OPINIóN
Actualizado 14/01/2019
Rubén Martín Vaquero

Carlos III fue el primer Borbón español emocionalmente estable, sensato, cordial, cuerdo y capaz. "Sincero en el trato" confirmaban los más próximos. Hombre de paladar sencillo -le gustaban el chocolate, la sopa y los huevos fritos- creía firmemente que la labor de un monarca era trabajar por la felicidad de sus súbditos sin olvidar la propia, por lo que dedicó una parte de la vida a su gran pasión: la caza.

Fue el genuino representante de la monarquía absoluta en España, el déspota ilustrado benefactor del pueblo que quiso modernizar el país pero sin cuestionar la sociedad estamental privilegiada, aunque haciendo algunas reformas para que nada cambiase.

Sus colaboradores estaban convencidos de que el Estado absoluto se fortalecería en el cortejo con el pueblo. Las aspiraciones de cambios estructurales de una minoría de españoles se ahogaron entre las orillas de las buenas voluntades y los abismos interesados de las oligarquías.

A sus cuarenta y cuatro años Carlos III de Borbón acreditaba oficio; desde los diecinueve venía ejerciendo de monarca en el reino de las Dos Sicilias, donde se había ganado el aprecio de los napolitanos y el apelativo de el Político. Casado con la princesa polaca María Amalia de Sajonia, al irse de Nápoles en 1759 dejó el aroma del buen recuerdo, las excavaciones de las remotas ciudades de Pompeya y Herculano sepultadas por el volcán Vesubio en el año 79, y a su tercer hijo varón ungido y coronado -tuvo trece vástagos aunque sólo sobrevivieron siete- porque al segundogénito, de nombre Carlos como él, lo designó heredero de la corona española.

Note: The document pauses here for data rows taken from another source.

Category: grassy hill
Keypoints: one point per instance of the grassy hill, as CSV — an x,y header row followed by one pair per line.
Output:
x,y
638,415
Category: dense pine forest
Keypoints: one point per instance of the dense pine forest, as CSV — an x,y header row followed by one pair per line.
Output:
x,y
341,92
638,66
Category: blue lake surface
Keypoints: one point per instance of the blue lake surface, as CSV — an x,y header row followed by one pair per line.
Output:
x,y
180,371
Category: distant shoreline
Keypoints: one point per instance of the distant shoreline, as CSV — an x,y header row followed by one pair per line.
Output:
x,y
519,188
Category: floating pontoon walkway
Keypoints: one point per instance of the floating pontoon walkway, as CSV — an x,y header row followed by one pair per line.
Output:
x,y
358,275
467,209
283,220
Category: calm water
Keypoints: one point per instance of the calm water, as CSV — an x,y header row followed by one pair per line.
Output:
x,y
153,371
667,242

El primogénito, Felipe Antonio, era deficiente mental. El nuevo rey llegó a Madrid sin hacer mucho ruido. En un primer momento mantuvo en sus puestos a los políticos de la alta aristocracia en los que se había apoyado su hermano, pero en cuanto se puso a descifrar enigmas los sustituyó por miembros de la baja nobleza como Campomanes y Floridablanca.

Como secretario de la Hacienda Pública y hombre fuerte del Gobierno nombró a Leopoldo Gregorio, marqués de Esquilache, un viejo colaborador suyo en Nápoles. Y los buenos propósitos de este marqués fraguaron en discordias, tumultos y lodo. En un abrir y cerrar de ojos Leopoldo Gregorio inventarió las telarañas de las arcas del Estado, la ruina de los acogotados pecheros castellanos y la avaricia de los Grandes y arremetió contra los privilegios fiscales de la nobleza y del clero, lo que le valió la oposición frontal de los dos estamentos que se sentían desterrados del amor de su rey, huérfanos de poder y avasallados por un extranjero. Y despechados comenzaron a urdir enredos, intrigas y emboscadas.